Because we have changed the constructor signature, all the existing instantiations of ItemsGateway are now broken. We need to find all the places in the code where the ItemsGateway class is instantiated, and change the instantiations to pass a properly-constructed Db
object and an ItemFactory.
To do so, we use our project-wide search facility to search using a regular expression for our changed class name:
Search for:
new\s+ItemsGateway\(
Doing so will give us a list of all instantiations in the project. We need to review each result and change it by hand to instantiate the dependencies and pass them to the ItemsGateway.
For example, if a page script from the search results looks like this:
page_script.php
1 <?php
2 // $db_host, $db_user, and $db_pass are defined in the setup file
3 require 'includes/setup.php';
4
5 // ...
6
7 // create a gateway
8 $items_gateway = new ItemsGateway($db_host, $db_user, $db_pass);
9
10 // ...
11 ?>
We need to change it to something more like this:
page_script.php
1 <?php
2 // $db_host, $db_user, and $db_pass are defined in the setup file
3 require 'includes/setup.php';
4
5 // ...
6
7 // create a gateway with its dependencies
8 $db = new Db($db_host, $db_user, $db_pass);
9 $item_factory = new ItemFactory;
10 $items_gateway = new ItemsGateway($db, $item_factory);
11
12 // ...
13 ?>
Do this for each instantiation of the changed class.

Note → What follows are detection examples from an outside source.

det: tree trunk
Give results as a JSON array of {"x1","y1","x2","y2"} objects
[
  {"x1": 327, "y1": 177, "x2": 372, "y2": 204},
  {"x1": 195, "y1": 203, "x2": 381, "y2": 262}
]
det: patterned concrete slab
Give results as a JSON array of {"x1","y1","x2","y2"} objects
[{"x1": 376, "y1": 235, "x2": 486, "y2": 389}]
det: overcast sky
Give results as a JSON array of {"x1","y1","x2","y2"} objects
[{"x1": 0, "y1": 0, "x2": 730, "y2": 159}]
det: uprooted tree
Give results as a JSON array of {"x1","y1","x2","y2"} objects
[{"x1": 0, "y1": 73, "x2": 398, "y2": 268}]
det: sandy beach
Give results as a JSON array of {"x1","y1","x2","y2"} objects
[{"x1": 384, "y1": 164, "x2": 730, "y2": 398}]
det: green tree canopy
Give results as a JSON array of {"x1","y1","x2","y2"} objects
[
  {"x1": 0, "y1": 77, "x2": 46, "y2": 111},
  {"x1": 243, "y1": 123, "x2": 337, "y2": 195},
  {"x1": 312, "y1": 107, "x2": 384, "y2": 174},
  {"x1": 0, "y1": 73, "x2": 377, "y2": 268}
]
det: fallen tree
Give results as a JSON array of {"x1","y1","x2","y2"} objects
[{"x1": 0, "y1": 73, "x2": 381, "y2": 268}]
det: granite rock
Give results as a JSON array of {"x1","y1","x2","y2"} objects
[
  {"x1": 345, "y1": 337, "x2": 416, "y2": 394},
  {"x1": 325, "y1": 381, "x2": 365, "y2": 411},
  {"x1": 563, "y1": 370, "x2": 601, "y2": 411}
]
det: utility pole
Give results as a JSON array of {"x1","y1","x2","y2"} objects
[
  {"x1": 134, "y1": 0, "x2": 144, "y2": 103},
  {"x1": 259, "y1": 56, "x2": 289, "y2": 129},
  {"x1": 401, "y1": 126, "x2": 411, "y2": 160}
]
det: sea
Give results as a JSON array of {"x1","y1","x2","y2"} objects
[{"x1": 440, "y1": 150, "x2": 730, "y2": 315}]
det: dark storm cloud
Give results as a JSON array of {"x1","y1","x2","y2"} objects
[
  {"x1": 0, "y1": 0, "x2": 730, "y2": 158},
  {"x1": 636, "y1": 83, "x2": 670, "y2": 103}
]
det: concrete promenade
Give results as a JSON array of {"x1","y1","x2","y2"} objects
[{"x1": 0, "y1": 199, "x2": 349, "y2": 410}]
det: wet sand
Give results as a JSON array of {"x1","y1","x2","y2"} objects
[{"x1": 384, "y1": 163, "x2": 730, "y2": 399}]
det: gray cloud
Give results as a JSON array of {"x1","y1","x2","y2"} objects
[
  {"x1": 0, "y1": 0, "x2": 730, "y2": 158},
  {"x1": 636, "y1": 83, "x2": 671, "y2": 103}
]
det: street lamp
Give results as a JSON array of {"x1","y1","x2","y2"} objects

Now that we have changed the class and the instantiations of the class throughout the codebase, we need to make sure our legacy application works. Again, we have no formal testing process in place, so we need to run or otherwise invoke the parts of the application that use the changed class and look for errors.
Once we feel sure that the application still operates properly, we commit the code, push it to our central repository, and notify QA that we are ready for them to test our new additions.
Search for the next new
keyword in a class, and start the process all over again. When we find that new
keywords exist only in Factory classes, our job is complete.
In this chapter, we concentrate on removing all use of the new
keyword, except inside Factory objects. I believe there are two reasonable exceptions to this rule: Exception classes themselves, and certain built-in PHP classes, such as the SPL classes.
It would be perfectly consistent with the process described in this chapter to create an ExceptionFactory
class, inject it into objects that throw exceptions, and then use the ExceptionFactory
to create the Exception
objects to be thrown. This strikes even me as going a bit too far. I think that Exception
objects are a reasonable exception to the rule of no new
outside Factory
objects.
Similarly, I think built-in PHP classes are also frequently an exception to the rule. While it would be nice to have, say, an ArrayObjectFactory or an ArrayIteratorFactory to create ArrayObject and ArrayIterator classes that are provided by SPL itself, it may be a little too much. Creating these kinds of objects directly inside the objects that use them is usually all right.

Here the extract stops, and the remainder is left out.